Even if we try to do the RIGHT thing, we end up punished and bashed for 'doing wrong stuff', when you're dealing with a bunch of joe averages [specially one being your boss], sometimes it's better just watch it crash down and burn than to try to fix/warn the bosses about a potential security breach.

i used to work as a cybercafe admin in a hotel [ClubMed(R)] and someday, when i was messing with the routers telnet interface, i decided to do a quick check on the pdf manual i had about it and look for the default password,i input the default username and password and bam, got in.... all free for me to change, as it was a leased line, i could give real internet ips to inside machines by just specifying ip+mac, could reflash the whole thing, could destroy it... instead... i've prepared a paper describing the security risks of leaving the main hotel's router [the one that serves both the guests internet access and the company private data system] using the default password, documented everything with screenshots and whatnot, and put it on my boss's desk.

guess the result!?

even trying to explain/teach/advise him about the risks , saying that he should call the leased line company and complain about them putting an unsecured device in his network, the retard fired me for 'hacking attempt' and said that i shouldn't be 'trying to sneak in places where i shouldn't' (damn, i just found a BIG flaw and got bashed for finding it!).

2 days later : the fscker changed the password.

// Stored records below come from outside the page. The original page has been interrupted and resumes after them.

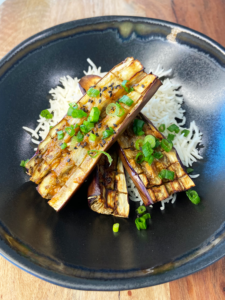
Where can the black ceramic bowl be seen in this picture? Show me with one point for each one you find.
(76, 247)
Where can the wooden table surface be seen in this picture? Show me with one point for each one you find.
(19, 19)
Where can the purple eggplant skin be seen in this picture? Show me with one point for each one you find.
(144, 118)
(87, 81)
(136, 179)
(147, 199)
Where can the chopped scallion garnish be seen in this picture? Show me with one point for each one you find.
(93, 92)
(92, 137)
(116, 227)
(166, 145)
(87, 126)
(141, 209)
(166, 174)
(147, 149)
(60, 135)
(139, 143)
(157, 155)
(128, 90)
(139, 157)
(162, 127)
(189, 170)
(107, 133)
(126, 100)
(151, 139)
(63, 146)
(94, 115)
(46, 114)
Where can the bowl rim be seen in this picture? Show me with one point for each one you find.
(196, 263)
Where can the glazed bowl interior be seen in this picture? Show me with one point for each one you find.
(76, 247)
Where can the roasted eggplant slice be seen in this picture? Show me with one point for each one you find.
(53, 152)
(145, 177)
(107, 192)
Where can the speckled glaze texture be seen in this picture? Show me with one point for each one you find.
(76, 247)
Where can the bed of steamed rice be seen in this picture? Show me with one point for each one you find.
(165, 107)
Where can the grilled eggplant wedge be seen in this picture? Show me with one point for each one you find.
(145, 177)
(107, 192)
(60, 166)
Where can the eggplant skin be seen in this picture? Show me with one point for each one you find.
(109, 198)
(151, 188)
(72, 165)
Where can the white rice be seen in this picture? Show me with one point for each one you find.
(164, 108)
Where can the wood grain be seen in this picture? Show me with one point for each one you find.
(19, 19)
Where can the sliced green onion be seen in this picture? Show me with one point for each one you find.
(121, 112)
(193, 196)
(60, 135)
(185, 132)
(141, 223)
(157, 143)
(70, 131)
(138, 126)
(151, 139)
(23, 163)
(107, 133)
(124, 85)
(79, 137)
(173, 128)
(78, 113)
(166, 174)
(93, 92)
(189, 170)
(147, 149)
(46, 114)
(166, 145)
(157, 155)
(92, 155)
(139, 159)
(63, 146)
(146, 216)
(126, 100)
(170, 137)
(87, 126)
(141, 209)
(73, 142)
(92, 137)
(162, 127)
(94, 115)
(73, 105)
(149, 159)
(139, 143)
(116, 227)
(112, 109)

when i think of it, i regret not arriving at home at that day and reflashing the modem's firmware with zeroes or something and hitting reboot. that would be total chaos and give them a nice big lesson :)

Go tell...

[Anonymous Coward]

I used to work in a MAJOR telecom firm. I had a list of about 10 common passwords which granted me root permissions on 99% of machines. My boss had a similar list for cisco boxes. When we needed to change/check something we just used password after password till we hit the right one.

The other option, the proper procedure, was to sent an email to the bureaucrat boss of sysadmins. He then would send order to an admin to temporally change the password for the machine you needed and give you that password. Then when you finished he would change the password again. The problem was the sucker usually just ignore your requests, or take weeks to give you access. So if we wanted to end our job in time, we had no choice.

In 1% the rare cases that the password was different, we just directly phone one of the admins bypassing his boss, and ask him the password :D In the even more rare case that the admin didn't want to tell such a sensitive data via phone, we'd just start reciting him our root-password list to prove him we were who we pretend to be. That always did the trick :D

So users are not always the problem. Stupid policies are also to blame.